The DPJ is notably less enthusiastic about American-style globalization than its LDP predecessors: in a recent op-ed that ran in The New York Times and elsewhere, Hatoyama criticized “unrestrained market fundamentalism and financial capitalism.”
Although the election results do not threaten the U.S.-Japan strategic alliance, many commentators expect the DPJ to move away from Japan’s longtime U.S.-centric economic strategy and instead focus on the economic community of its Asian neighbors. The party’s emphasis on domestic welfare programs – aimed at combating unemployment, assisting agriculture and small business, raising the birthrate, and alleviating poverty – also signals a turning-away from the neo-liberal agenda.
Japan’s sclerotic economic performance since its “Lost Decade” of the 1990s suggests that a reversal for the LDP and its policies was long overdue. Yet even as the small government, structural reform project loses steam, Dore believes that Japan’s corporate governance and management reforms of the last decade are not going anywhere.
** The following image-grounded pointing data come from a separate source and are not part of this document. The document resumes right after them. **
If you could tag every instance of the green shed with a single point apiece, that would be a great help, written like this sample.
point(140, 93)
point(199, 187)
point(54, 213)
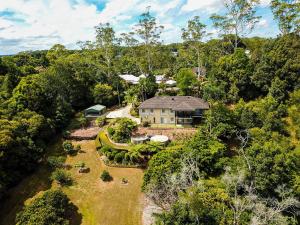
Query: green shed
point(95, 111)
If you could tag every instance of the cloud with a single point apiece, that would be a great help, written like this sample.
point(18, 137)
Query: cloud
point(38, 24)
point(263, 23)
point(204, 5)
point(265, 3)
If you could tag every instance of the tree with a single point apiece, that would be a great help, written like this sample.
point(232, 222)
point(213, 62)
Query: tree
point(219, 121)
point(61, 177)
point(193, 35)
point(235, 71)
point(68, 147)
point(185, 80)
point(104, 94)
point(106, 43)
point(55, 52)
point(239, 18)
point(287, 12)
point(147, 87)
point(105, 176)
point(50, 208)
point(121, 129)
point(149, 33)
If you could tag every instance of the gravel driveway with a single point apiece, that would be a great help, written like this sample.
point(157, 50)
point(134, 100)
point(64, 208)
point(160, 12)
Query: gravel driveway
point(121, 113)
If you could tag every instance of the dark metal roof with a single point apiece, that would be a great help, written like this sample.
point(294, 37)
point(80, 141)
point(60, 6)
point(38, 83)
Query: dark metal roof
point(177, 103)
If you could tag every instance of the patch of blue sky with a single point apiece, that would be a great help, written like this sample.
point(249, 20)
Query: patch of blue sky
point(12, 16)
point(100, 4)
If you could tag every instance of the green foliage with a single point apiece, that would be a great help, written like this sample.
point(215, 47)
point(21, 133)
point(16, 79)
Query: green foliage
point(185, 80)
point(68, 147)
point(287, 14)
point(48, 209)
point(120, 131)
point(105, 176)
point(162, 163)
point(234, 72)
point(219, 121)
point(207, 204)
point(266, 113)
point(100, 121)
point(208, 152)
point(274, 160)
point(104, 94)
point(79, 164)
point(56, 161)
point(62, 177)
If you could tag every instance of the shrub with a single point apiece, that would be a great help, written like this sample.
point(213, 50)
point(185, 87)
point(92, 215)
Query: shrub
point(80, 164)
point(105, 176)
point(121, 129)
point(50, 208)
point(100, 121)
point(145, 124)
point(83, 121)
point(55, 162)
point(119, 157)
point(77, 148)
point(68, 147)
point(61, 177)
point(110, 131)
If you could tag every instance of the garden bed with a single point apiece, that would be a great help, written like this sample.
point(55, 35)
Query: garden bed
point(89, 133)
point(171, 133)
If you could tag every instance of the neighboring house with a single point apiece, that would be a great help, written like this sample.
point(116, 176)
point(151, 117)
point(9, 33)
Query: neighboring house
point(159, 79)
point(172, 110)
point(95, 111)
point(129, 78)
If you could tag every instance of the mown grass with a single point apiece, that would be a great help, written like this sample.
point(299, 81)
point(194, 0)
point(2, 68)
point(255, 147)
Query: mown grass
point(106, 203)
point(98, 202)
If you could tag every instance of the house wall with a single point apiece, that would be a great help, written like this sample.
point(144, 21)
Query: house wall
point(157, 116)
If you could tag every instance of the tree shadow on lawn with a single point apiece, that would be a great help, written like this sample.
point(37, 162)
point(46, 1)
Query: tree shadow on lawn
point(73, 215)
point(31, 185)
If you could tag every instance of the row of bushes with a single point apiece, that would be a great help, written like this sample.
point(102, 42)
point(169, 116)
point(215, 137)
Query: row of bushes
point(138, 154)
point(120, 156)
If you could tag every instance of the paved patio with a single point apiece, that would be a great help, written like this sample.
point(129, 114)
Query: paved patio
point(123, 112)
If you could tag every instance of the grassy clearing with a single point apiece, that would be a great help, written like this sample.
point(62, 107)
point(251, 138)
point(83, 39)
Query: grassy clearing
point(105, 141)
point(98, 202)
point(101, 202)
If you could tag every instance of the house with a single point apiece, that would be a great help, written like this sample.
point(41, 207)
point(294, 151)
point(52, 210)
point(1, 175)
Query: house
point(129, 78)
point(172, 110)
point(159, 78)
point(95, 111)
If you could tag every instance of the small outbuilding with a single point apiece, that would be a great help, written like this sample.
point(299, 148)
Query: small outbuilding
point(95, 111)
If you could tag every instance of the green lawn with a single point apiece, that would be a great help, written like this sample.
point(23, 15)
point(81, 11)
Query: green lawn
point(98, 202)
point(105, 141)
point(104, 203)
The “shareholder revolution,” in which cozy management arrangements gave way to increased market discipline and stock price replaced market share as the crucial metric of economic performance, seems firmly entrenched despite the political and economic upheaval of the past year. Even as the DPJ rejects American economic ideologies, the “Anglo-Saxonization” of the Japanese corporation continues.
Going forward, the country faces a crucial choice: continue its export-led, current account surplus model of economic growth, or move in the consumer-oriented direction of other developed economies. Japan will retain its emphasis on “making things,” its tradition of lifetime employment with a single firm, and its collegiate management style. But as the untested DPJ’s ambitious domestic agenda confronts a changed corporate culture, no one can say with certainty how things will shake out.